Stephen F. Achille, Armando O, Monaco II, Providence, for plaintiff.
Joseph R. Penza, Jr., Providence, for defendant.

OPINION
PER CURIAM.
This case is controlled by G.L.1956 (1969 Reenactment) § 41-3-17 as enacted by P.L.1960, ch. 148, § 1. As construed in Burrillville Racing Ass'n v. Garabedian, 113 R.I. 134, 138, 318 A.2d 469, 472 (1974), that enactment accomplished two purposes: (1) it abrogated the common law rule permitting a racetrack operator to exclude or eject any person from its premises without having to show cause therefor, and (2) it established as preconditions to such an exclusion or ejectment a determination by the racetrack operator that such a person is undesirable and that his presence is inconsistent with the orderly and proper conduct of the race meeting.
Although Garabedian had not yet been handed down when this case was decided in Superior Court, § 41-3-17[1] had been in effect for almost 14 years, and the trial justice should have complied with its clear mandate. Instead, he construed it as a "mere restatement of the [common] law" and, consequently, even though the racetrack operator had not established the statutory preconditions, enjoined the defendant from entering upon, remaining upon, or enjoying the privilege of the plaintiff's racetrack.[2] This was error.
The defendant's appeal is sustained and the judgment appealed from is reversed.
NOTES
[1]  General Laws 1956 (1969 Reenactment) § 41-3-17 states:

"Any licensee hereunder shall have the right to refuse admission to and to eject from the enclosure of any race track where a race meeting licensed under the provisions of this chapter, is being held, any person or persons whose presence within said enclosure is, in the sole judgment of said licensee, its agents or servants, undesirable, and whose presence is inconsistent with the orderly and proper conduct of such race meeting."
[2]  In Burrillville Racing Ass'n v.

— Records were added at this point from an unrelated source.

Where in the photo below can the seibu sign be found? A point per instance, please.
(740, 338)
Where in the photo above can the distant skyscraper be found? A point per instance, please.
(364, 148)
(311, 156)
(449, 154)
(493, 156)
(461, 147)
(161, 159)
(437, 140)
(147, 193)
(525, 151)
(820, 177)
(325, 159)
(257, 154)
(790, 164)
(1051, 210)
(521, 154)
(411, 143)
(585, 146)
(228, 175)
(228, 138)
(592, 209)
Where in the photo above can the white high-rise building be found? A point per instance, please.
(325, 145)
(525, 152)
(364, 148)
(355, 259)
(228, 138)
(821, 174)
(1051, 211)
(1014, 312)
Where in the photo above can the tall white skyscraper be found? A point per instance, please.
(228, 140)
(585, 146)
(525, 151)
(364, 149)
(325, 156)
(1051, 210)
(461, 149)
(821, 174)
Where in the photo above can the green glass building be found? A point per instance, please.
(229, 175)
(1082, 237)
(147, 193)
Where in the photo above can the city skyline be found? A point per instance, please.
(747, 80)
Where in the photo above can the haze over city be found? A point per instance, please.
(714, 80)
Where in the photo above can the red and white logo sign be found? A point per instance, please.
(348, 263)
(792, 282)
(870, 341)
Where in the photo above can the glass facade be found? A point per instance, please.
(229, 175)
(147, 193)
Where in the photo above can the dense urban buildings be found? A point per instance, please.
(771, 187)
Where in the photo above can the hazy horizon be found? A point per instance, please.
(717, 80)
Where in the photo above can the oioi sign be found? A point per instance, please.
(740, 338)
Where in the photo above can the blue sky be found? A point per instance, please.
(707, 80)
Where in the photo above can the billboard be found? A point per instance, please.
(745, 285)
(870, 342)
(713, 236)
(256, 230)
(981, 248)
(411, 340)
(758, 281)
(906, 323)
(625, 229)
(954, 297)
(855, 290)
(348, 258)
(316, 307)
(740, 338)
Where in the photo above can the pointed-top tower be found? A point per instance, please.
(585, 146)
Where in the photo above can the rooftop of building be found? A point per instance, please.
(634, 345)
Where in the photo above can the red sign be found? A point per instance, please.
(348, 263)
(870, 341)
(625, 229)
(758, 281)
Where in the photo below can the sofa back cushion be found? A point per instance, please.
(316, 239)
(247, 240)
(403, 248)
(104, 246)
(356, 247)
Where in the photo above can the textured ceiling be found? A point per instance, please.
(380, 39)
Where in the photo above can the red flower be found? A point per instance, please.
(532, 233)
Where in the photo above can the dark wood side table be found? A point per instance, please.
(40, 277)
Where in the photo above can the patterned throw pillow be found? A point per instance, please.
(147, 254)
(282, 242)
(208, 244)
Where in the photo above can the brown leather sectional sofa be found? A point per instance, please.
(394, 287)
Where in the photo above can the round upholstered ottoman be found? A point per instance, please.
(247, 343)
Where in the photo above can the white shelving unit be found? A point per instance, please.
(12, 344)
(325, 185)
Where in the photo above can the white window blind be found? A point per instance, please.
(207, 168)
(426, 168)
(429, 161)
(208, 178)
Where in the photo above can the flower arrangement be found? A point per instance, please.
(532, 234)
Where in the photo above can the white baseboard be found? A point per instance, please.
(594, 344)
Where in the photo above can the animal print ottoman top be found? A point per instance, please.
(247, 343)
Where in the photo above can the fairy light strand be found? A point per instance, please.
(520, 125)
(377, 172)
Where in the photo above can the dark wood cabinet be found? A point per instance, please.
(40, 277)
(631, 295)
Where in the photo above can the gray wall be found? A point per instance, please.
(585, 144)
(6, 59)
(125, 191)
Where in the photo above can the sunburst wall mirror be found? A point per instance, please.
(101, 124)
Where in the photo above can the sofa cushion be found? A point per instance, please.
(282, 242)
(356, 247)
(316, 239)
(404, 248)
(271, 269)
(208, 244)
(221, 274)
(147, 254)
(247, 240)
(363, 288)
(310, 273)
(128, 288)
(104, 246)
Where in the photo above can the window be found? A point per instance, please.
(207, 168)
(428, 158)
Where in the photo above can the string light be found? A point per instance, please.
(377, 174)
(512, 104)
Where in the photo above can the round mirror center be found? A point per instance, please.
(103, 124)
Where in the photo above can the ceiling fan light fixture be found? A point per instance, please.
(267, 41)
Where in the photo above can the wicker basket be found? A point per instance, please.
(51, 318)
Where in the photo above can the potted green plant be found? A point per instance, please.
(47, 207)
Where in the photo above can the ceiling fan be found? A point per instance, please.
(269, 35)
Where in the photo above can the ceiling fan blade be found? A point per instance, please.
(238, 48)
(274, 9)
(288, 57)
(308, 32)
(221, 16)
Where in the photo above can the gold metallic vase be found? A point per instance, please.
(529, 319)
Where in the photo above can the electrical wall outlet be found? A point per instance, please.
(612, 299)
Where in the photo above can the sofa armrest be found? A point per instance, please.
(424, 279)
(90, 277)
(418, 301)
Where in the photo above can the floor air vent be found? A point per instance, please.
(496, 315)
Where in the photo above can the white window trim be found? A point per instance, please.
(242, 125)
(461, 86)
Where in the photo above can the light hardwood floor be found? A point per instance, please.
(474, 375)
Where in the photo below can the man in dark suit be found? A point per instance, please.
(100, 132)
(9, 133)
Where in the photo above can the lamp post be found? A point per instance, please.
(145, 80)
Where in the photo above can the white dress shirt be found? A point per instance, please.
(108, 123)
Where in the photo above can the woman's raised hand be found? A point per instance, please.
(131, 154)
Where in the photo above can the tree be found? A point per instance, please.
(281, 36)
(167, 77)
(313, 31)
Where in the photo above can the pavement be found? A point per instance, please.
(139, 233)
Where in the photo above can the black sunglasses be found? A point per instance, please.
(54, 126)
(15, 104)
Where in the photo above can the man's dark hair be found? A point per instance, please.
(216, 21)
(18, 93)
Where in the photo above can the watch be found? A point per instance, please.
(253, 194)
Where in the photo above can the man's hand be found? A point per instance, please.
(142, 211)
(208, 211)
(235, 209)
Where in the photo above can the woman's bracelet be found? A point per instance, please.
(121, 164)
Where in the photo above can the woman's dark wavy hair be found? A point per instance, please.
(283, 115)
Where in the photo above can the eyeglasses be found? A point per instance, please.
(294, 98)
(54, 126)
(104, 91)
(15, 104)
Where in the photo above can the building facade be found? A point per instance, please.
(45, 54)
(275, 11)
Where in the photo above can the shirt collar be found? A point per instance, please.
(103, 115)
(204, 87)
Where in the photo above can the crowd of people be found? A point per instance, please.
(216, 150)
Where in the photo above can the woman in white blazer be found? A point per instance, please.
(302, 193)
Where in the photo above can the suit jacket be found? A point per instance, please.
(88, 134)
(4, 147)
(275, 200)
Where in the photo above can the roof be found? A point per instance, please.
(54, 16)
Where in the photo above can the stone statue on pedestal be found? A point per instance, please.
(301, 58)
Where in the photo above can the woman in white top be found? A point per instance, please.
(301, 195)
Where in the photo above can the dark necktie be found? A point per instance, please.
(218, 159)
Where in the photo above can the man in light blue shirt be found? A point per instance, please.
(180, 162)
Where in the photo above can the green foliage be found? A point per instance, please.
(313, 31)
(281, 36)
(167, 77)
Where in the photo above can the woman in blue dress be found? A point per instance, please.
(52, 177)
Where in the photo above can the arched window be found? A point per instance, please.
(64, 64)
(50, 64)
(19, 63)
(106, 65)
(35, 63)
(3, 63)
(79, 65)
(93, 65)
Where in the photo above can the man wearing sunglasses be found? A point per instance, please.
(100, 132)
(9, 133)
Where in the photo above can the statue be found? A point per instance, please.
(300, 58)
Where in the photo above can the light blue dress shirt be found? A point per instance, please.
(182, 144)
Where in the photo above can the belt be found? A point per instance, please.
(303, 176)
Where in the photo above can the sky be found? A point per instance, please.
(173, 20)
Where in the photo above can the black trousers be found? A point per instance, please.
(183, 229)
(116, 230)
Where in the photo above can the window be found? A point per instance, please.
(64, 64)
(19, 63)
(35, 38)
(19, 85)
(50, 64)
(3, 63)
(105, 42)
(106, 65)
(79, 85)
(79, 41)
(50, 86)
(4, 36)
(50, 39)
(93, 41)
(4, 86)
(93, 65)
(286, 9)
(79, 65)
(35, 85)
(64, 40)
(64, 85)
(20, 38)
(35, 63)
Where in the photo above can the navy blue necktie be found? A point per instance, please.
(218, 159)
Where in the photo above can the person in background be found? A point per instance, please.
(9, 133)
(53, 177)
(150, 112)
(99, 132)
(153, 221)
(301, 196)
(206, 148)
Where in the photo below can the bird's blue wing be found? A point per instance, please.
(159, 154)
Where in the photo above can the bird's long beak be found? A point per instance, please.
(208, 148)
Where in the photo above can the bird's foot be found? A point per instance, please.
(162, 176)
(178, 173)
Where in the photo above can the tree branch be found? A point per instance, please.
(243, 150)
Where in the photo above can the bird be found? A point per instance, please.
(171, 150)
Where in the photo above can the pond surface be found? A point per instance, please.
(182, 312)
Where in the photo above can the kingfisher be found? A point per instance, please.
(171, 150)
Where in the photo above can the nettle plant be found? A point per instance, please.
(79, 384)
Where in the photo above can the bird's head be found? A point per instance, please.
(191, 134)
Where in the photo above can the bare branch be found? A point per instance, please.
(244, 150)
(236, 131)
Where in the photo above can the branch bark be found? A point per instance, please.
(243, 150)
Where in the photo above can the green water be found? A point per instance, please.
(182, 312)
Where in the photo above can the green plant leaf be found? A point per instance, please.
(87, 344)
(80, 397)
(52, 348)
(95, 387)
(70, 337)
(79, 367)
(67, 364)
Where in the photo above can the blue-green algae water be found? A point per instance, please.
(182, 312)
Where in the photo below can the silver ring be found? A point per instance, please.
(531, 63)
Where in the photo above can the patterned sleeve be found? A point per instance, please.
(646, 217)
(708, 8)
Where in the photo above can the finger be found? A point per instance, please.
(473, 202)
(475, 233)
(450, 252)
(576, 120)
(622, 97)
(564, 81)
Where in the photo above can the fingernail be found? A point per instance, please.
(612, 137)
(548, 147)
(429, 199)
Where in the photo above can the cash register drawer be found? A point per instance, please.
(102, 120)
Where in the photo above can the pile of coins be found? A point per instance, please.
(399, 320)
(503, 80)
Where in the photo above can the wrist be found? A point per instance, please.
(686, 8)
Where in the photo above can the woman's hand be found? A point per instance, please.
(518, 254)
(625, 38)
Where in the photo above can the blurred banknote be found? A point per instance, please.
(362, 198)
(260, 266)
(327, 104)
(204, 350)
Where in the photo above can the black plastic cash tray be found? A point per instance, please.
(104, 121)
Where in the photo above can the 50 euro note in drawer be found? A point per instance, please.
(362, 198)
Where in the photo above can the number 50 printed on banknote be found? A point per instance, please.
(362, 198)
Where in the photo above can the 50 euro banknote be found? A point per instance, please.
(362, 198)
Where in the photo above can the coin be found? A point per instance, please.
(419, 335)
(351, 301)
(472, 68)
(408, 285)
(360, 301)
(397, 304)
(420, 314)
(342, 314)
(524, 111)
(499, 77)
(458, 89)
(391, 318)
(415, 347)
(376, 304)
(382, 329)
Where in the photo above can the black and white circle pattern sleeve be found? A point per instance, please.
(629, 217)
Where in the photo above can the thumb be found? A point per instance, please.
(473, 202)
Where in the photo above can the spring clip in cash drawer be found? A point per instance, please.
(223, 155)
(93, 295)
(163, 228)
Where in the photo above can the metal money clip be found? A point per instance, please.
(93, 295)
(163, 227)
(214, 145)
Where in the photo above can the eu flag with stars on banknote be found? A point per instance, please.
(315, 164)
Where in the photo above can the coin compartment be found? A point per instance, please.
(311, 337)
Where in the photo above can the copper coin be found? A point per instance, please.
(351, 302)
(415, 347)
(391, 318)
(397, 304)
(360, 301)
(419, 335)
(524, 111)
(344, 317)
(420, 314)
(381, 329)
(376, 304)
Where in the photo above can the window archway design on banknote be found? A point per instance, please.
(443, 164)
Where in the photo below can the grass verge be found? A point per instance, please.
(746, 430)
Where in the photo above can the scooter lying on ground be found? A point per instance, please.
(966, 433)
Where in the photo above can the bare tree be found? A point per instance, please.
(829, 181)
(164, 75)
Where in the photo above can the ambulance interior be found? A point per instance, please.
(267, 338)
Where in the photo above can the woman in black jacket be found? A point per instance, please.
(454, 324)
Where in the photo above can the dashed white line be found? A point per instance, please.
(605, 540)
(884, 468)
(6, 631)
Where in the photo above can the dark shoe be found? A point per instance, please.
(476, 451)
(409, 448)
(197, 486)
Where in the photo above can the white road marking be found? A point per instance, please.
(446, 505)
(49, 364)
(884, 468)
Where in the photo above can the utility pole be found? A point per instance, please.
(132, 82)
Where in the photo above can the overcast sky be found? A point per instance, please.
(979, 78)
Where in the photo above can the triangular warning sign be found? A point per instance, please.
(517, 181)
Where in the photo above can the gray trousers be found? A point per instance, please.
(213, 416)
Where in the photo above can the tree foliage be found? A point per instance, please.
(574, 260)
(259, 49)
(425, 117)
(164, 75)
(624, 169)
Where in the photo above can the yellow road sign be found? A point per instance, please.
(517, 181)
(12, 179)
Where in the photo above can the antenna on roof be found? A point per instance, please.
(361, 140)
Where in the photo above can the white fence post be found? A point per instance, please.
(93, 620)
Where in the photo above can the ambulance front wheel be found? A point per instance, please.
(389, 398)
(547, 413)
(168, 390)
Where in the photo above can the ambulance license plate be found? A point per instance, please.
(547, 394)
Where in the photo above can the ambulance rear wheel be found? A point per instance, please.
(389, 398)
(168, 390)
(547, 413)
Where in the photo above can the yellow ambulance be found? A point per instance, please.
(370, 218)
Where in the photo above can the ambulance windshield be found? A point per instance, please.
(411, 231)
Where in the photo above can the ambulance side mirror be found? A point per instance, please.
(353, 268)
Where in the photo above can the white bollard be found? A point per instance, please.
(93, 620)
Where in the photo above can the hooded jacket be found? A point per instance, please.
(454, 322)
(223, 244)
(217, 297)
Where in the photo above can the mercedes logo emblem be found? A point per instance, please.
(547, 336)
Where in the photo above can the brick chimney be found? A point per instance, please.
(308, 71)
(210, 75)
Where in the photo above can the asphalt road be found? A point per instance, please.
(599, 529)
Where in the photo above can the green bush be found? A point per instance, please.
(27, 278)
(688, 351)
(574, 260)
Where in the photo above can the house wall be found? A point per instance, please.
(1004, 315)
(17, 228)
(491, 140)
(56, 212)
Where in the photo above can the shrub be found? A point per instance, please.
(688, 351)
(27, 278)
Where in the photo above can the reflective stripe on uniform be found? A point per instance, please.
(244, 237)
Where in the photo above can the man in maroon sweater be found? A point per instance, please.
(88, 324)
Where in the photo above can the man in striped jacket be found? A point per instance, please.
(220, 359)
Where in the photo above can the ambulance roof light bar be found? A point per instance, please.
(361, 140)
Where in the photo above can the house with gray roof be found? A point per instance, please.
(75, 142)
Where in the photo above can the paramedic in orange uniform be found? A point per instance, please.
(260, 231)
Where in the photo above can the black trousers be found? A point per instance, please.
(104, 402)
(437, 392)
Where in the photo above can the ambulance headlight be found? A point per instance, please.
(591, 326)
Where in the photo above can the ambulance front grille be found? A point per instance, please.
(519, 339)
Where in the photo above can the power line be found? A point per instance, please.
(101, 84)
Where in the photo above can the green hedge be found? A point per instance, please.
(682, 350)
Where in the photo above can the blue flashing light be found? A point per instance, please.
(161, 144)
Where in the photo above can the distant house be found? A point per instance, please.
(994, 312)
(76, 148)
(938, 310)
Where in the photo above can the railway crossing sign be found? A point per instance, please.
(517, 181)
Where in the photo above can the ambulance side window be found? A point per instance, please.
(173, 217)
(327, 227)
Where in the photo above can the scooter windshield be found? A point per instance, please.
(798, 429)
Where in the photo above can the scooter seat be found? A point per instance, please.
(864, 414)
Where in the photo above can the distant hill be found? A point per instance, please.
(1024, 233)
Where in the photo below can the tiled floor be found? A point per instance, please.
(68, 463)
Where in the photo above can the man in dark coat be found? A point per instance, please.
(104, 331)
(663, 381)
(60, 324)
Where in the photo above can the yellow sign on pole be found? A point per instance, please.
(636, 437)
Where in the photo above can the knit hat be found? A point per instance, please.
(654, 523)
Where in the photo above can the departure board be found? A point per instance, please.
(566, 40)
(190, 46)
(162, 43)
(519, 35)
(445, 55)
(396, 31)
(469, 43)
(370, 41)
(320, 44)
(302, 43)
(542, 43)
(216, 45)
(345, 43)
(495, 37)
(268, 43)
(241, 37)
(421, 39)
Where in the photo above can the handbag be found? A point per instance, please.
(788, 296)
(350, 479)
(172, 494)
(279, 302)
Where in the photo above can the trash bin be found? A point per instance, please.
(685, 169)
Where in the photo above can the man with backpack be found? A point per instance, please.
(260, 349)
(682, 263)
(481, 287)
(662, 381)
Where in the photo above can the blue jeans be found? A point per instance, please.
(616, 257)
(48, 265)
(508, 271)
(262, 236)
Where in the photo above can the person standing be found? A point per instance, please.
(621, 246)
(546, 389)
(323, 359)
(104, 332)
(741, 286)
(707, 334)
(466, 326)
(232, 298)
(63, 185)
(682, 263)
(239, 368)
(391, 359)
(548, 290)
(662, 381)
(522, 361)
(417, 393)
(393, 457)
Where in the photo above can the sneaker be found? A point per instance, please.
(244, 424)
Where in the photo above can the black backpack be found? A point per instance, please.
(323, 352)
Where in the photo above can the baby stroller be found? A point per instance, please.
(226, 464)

Mello, 107 R.I. 669, 270 A.2d 513 (1970), the parties' stipulation was that § 41-3-17 was inapplicable and that the case was to be decided on the race track's common law right to exclude patrons. That stipulation and the court's disclaimer that § 41-3-17 entered its deliberations vitiates any suggestion that the case could have been relied on by the trial justice as authority for holding that the enactment merely restated the common law rule.